If you're looking for a general answer, here it is: If you just want to learn the Python basics, it may only take a few weeks. However, if you're pursuing a data science career from the beginning, you can expect it to take four to twelve months to learn enough advanced Python to be job-ready.

How fast is R compared to Python? ›

R is a low-level language, which means longer codes and more time for processing. Python being a high-level language renders data at a much higher speed. So, when it comes to speed - there is no beating Python. In the fight - R vs Python for data science - Python seems to be much faster with an easier syntax.

Can I learn Python at 45 and get a job? ›

For sure yes , if you have the desired skills and knowledge . No one will ever care about the age , there are plenty of jobs available in the field of python . Beside this you can also go for freelancing as an option.

Do data analysts use R or Python more? ›

While Python dominates the business environment, R is dominant in research. This is an important factor to consider when choosing your first programming language for data analysis – are you looking for a career in business or academia? Let's take a look at other important factors to take into account.

Is Python or R more in demand? ›

Python is more popular and has a vast user base. Primary users of python include developers and programmers. R is less popular among users. Its users include scientists and Research & Development who frequently rely on data analysis.

What is fastest programming language? ›

Go, also known as Golang, is a programming language developed by Google. It compiles to Assembly like most of the other languages here, but it has more modern features, simpler syntax, and is easier to write than the long-time leader of fast programming languages, C/C++.

Is R is a slow language? ›

While R is slow compared to other programming languages, for most purposes, it's fast enough.

Does R run faster than Rstudio? ›

I just noticed that the same codes run much faster in R launched from the server's terminal than in Rstudio Server, and the difference is quite significant. For example, I wrote a heavy R script that handles a large amount of data (>10GB).

Why is R so slow? ›

There is a lot of overhead in the processing because R needs to check the type of a variable nearly every time it looks at it.
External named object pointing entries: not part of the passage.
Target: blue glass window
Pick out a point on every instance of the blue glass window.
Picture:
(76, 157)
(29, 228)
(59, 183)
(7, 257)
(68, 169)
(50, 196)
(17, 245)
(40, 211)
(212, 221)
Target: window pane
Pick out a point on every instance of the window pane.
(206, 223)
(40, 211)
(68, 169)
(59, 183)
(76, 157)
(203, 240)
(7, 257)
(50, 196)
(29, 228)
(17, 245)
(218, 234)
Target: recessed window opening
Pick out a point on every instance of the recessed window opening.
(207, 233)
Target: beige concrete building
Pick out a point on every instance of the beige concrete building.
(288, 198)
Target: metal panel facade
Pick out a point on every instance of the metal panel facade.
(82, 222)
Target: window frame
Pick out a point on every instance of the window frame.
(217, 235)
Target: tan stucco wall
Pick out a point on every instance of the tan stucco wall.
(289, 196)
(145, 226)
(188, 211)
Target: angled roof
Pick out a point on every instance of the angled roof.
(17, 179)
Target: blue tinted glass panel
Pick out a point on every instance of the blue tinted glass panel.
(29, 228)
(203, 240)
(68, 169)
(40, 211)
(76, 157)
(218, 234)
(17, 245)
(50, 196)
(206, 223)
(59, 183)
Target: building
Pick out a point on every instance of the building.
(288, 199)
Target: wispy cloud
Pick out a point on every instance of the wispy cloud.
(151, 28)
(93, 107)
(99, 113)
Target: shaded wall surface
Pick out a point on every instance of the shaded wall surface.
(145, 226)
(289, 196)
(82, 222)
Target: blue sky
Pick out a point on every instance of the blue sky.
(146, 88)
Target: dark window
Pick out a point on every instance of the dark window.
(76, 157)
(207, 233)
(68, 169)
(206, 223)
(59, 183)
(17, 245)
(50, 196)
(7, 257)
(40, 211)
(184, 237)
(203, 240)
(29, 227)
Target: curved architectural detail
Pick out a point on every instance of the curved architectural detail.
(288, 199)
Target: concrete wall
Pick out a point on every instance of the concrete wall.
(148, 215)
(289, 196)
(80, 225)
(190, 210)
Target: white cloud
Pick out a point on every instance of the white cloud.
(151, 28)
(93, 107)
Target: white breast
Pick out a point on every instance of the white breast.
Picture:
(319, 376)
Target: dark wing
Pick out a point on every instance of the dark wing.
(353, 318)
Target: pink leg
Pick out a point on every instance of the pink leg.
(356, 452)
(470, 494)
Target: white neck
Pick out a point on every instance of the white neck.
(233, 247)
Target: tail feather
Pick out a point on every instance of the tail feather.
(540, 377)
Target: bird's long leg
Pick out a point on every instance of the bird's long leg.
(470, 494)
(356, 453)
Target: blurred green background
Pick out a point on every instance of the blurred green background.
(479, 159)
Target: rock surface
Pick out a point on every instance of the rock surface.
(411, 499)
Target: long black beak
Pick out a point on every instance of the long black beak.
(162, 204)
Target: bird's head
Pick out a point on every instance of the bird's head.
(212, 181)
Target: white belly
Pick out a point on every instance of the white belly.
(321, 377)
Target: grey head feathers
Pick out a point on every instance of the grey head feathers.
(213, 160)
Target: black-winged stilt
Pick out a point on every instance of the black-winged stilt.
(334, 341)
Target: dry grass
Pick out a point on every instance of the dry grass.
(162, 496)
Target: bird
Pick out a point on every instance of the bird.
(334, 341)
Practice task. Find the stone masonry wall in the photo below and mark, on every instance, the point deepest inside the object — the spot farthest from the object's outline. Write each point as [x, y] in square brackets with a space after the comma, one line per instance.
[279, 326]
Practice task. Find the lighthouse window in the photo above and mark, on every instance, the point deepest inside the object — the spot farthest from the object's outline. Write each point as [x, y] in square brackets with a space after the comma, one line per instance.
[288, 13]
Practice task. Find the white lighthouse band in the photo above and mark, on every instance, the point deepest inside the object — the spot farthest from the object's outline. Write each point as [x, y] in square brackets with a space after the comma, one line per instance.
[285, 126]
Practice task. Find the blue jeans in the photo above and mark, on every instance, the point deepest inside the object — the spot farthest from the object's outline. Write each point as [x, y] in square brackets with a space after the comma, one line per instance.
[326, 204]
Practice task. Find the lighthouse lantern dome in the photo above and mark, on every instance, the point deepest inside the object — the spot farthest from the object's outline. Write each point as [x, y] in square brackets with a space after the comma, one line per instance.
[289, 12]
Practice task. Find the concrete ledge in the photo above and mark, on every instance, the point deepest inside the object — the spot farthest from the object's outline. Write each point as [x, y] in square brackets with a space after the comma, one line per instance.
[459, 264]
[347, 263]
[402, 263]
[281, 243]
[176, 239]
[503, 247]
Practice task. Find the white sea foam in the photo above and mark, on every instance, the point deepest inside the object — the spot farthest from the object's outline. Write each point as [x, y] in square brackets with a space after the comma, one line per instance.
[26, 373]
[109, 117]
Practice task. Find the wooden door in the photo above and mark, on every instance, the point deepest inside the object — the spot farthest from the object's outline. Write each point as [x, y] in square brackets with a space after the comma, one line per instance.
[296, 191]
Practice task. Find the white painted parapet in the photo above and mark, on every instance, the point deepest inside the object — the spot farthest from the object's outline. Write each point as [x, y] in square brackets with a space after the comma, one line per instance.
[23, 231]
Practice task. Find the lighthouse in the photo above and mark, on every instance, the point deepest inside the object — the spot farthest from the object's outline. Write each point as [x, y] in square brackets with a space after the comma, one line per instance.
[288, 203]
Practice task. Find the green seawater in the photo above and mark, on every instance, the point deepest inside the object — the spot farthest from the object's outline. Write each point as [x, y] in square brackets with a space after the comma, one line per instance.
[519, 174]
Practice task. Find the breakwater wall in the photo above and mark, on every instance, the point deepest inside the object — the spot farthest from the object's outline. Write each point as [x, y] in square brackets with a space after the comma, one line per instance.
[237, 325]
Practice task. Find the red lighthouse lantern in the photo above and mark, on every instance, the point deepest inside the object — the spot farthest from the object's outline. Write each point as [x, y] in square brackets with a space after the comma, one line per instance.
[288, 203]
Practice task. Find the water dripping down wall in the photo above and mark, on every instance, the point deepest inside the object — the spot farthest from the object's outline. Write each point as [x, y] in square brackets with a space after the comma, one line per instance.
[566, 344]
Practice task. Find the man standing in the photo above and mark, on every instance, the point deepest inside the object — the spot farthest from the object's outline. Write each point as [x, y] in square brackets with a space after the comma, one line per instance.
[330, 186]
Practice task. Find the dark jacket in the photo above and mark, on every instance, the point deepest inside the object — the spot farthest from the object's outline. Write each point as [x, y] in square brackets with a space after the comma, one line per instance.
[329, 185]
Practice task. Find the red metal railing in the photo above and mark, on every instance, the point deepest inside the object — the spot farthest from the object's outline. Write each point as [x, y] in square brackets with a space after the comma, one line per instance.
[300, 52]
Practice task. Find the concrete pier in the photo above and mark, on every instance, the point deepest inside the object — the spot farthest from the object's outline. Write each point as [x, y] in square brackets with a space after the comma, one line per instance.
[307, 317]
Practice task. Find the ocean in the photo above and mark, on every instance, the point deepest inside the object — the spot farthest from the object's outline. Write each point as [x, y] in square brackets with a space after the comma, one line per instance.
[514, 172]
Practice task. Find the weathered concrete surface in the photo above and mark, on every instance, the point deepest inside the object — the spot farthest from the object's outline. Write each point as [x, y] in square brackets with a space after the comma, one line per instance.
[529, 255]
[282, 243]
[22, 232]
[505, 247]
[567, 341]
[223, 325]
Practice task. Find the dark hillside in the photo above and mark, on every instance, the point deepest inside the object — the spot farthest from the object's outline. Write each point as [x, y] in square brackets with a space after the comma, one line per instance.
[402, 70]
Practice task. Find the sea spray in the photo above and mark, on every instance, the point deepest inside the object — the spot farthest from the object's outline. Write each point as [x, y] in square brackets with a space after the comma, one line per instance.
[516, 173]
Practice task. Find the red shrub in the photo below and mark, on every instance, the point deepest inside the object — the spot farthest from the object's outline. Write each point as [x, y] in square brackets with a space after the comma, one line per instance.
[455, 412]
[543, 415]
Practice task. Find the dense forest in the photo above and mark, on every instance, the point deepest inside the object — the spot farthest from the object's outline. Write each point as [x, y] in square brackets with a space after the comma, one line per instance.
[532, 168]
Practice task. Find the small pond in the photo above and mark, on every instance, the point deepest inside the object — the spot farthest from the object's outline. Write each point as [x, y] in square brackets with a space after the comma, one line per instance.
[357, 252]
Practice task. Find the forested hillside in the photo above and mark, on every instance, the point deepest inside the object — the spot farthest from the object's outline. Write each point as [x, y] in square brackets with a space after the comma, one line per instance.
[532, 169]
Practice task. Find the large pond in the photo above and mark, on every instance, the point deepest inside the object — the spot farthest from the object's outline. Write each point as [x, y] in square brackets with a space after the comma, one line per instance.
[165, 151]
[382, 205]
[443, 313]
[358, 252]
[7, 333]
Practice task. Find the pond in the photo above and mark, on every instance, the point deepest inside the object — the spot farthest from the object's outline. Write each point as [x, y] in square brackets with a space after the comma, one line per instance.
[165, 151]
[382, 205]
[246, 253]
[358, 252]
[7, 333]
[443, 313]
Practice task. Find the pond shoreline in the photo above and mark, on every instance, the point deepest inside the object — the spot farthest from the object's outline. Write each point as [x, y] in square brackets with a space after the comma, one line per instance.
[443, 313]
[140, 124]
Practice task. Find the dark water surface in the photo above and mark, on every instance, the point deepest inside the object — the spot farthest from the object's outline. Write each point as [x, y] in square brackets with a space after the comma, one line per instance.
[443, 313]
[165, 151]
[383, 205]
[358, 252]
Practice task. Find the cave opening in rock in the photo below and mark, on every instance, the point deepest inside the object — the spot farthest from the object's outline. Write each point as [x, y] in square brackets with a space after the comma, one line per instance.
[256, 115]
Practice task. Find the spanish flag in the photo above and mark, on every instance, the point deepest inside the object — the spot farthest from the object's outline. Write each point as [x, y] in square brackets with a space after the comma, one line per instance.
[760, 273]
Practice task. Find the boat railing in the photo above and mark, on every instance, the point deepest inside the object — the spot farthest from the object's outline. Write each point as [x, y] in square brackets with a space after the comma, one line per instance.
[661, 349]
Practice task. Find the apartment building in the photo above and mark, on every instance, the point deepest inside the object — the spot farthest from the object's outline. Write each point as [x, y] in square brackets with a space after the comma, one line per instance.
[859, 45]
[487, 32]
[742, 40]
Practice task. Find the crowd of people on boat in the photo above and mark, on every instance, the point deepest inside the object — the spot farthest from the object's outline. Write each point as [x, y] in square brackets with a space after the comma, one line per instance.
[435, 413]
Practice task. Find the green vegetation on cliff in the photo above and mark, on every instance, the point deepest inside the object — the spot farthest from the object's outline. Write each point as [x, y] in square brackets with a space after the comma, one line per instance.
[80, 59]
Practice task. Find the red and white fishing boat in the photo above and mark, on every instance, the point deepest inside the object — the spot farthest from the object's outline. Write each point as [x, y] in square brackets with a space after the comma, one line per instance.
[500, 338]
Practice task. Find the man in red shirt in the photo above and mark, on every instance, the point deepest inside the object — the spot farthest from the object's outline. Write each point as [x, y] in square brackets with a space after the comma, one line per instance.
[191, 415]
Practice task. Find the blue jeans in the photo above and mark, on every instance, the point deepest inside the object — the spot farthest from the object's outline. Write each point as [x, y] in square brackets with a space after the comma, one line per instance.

This makes it easy to change types and reuse variable names, but slows down computation for very repetitive tasks, like performing an action in a loop.

Videos

1. R programming in one hour - a crash course for beginners
(R Programming 101)
2. R Tutorial For Absolute Beginners [2021]
(Algovibes)
3. Learning R in RStudio: corrplot
(R at Colby)
4. R Programming Full Course for 2022 | R Programming For Beginners | R Tutorial | Simplilearn
(Simplilearn)
5. R programming for ABSOLUTE beginners
(R Programming 101)
6. R with RStudio: Getting Started
(UQ Library)
Top Articles
Latest Posts
Article information

Author: Horacio Brakus JD

Last Updated: 02/28/2023

Views: 5719

Rating: 4 / 5 (71 voted)

Reviews: 94% of readers found this page helpful

Author information

Name: Horacio Brakus JD

Birthday: 1999-08-21

Address: Apt. 524 43384 Minnie Prairie, South Edda, MA 62804

Phone: +5931039998219

Job: Sales Strategist

Hobby: Sculling, Kitesurfing, Orienteering, Painting, Computer programming, Creative writing, Scuba diving

Introduction: My name is Horacio Brakus JD, I am a lively, splendid, jolly, vivacious, vast, cheerful, agreeable person who loves writing and wants to share my knowledge and understanding with you.